Teams commonly spend up to 10 days—one third of each month—simply closing the books from the prior month. On the other hand, there are companies that spend closer to five days on closing efforts. What makes the difference? Look to data, processes and integrations.
Yesterday’s dirty dishes. For me, there’s no joy in coming into the kitchen in the morning to find yesterday’s dishes stacked high. The dread of digging out from yesterday before you can start today is bound to be a familiar feeling to many folks in the finance department.
I recently came across an article on CFO.com that examined some survey findings from the APQC around monthly close cycles. The survey shows that in 25 percent of organizations, monthly close takes 10 days—that’s one-third of each month consumed by wrapping up the prior month.
The author points to two key culprits that are most likely to be responsible for these dragged out close cycles: data and process. When it comes to data, consider this: Businesses that employ a standard chart of accounts across the organization typically have a close cycle that’s two days shorter than organizations who don’t standardize in this way. When it comes to improving processes, the author cited a few key strategies: maximizing preparation in advance of close, documenting and optimizing workflows, and communicating regularly, for example, alerting stakeholders to deadlines several days in advance.
In reviewing these findings, it struck me that having stove-piped systems is an underlying challenge that can counter any efforts aimed at enhancing either data or processes. Put another way, by maximizing integration of the various systems that ultimately contribute to ongoing efforts like monthly close, organizations can be much better equipped to improve data quality and processes. By doing so, you can accelerate monthly close and much more.
If billing data needs to be manually exported, aggregated and standardized before it gets entered into the corporate accounting system, it creates a number of potential implications:
- Data quality can suffer because manual efforts may introduce errors.
- Relying on staff members to handle these efforts can introduce delays and unpredictability that can throw off downstream schedules and processes.

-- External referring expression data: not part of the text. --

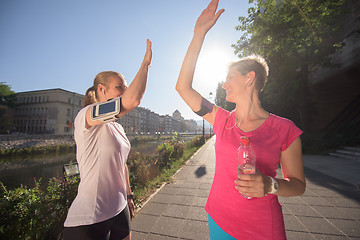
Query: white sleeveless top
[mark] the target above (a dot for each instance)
(101, 153)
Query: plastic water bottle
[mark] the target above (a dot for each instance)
(246, 158)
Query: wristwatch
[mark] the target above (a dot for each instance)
(274, 186)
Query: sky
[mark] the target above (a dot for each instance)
(64, 44)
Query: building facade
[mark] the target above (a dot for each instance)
(47, 111)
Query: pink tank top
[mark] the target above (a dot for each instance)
(257, 218)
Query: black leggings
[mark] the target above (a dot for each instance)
(117, 227)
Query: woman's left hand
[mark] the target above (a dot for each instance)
(131, 208)
(252, 185)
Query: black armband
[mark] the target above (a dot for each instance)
(206, 107)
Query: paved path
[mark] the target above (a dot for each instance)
(329, 209)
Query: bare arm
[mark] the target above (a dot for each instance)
(204, 23)
(129, 192)
(292, 184)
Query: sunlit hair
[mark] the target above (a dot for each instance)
(254, 63)
(91, 95)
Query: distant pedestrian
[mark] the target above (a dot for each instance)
(103, 207)
(274, 139)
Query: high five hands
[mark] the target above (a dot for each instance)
(208, 18)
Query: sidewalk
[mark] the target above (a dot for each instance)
(329, 209)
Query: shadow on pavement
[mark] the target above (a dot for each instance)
(344, 188)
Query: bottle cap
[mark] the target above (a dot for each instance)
(245, 140)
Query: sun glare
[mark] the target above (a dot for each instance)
(212, 67)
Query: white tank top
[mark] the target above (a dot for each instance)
(101, 153)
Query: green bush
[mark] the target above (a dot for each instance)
(31, 213)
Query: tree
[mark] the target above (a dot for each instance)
(295, 37)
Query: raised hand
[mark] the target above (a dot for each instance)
(208, 18)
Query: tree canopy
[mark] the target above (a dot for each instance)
(295, 37)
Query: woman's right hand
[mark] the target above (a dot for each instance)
(208, 18)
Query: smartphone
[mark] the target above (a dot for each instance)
(106, 111)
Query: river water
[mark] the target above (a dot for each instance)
(26, 171)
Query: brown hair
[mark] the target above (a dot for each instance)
(254, 63)
(91, 95)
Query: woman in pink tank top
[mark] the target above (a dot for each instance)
(274, 139)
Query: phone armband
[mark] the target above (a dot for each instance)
(106, 111)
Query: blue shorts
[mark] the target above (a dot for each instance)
(216, 233)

- Finally, the time spent handling this routine effort every month represents time that can’t be dedicated to more strategic, forward-looking efforts, like planning, analysis and optimization.
Like trying to pretend yesterday’s dishes aren’t there, these lengthy, labor-intensive tasks don’t go away just because they’re being ignored. In fact, about the only certainty is that the problems and costs only escalate. For example, what happens if new business models are launched or a company is acquired? How does the organization suddenly contend with an entirely new set of pricing models, workflows, systems and so on?
So absolutely, look at opportunities for enhancing data and processes, but be sure to look at integration opportunities as well. When you can optimize integration between billing, ERP and accounting systems, as well as front-end systems like ecommerce and online catalogs, ongoing efforts like monthly close can be accelerated, while reducing the associated costs and efforts. (Learn about Billing Platform’s integration capabilities here.)
Even better news is that when this integration takes place, not only can monthly close be accelerated, but a central aggregation of data will result, which presents a massive opportunity for enhanced business intelligence. (See how Billing Platform can help customers maximize the insights found in business data.) By undertaking this kind of integration, one of our customers was able to gain insights that fueled improvements in a number of areas, including sales, accounts receivables, product utilization and taxation.
When you look at your metrics like monthly close cycle times, where does your organization fit? Closer to five days or closer to 10? Where are your bottlenecks and where have you made strides?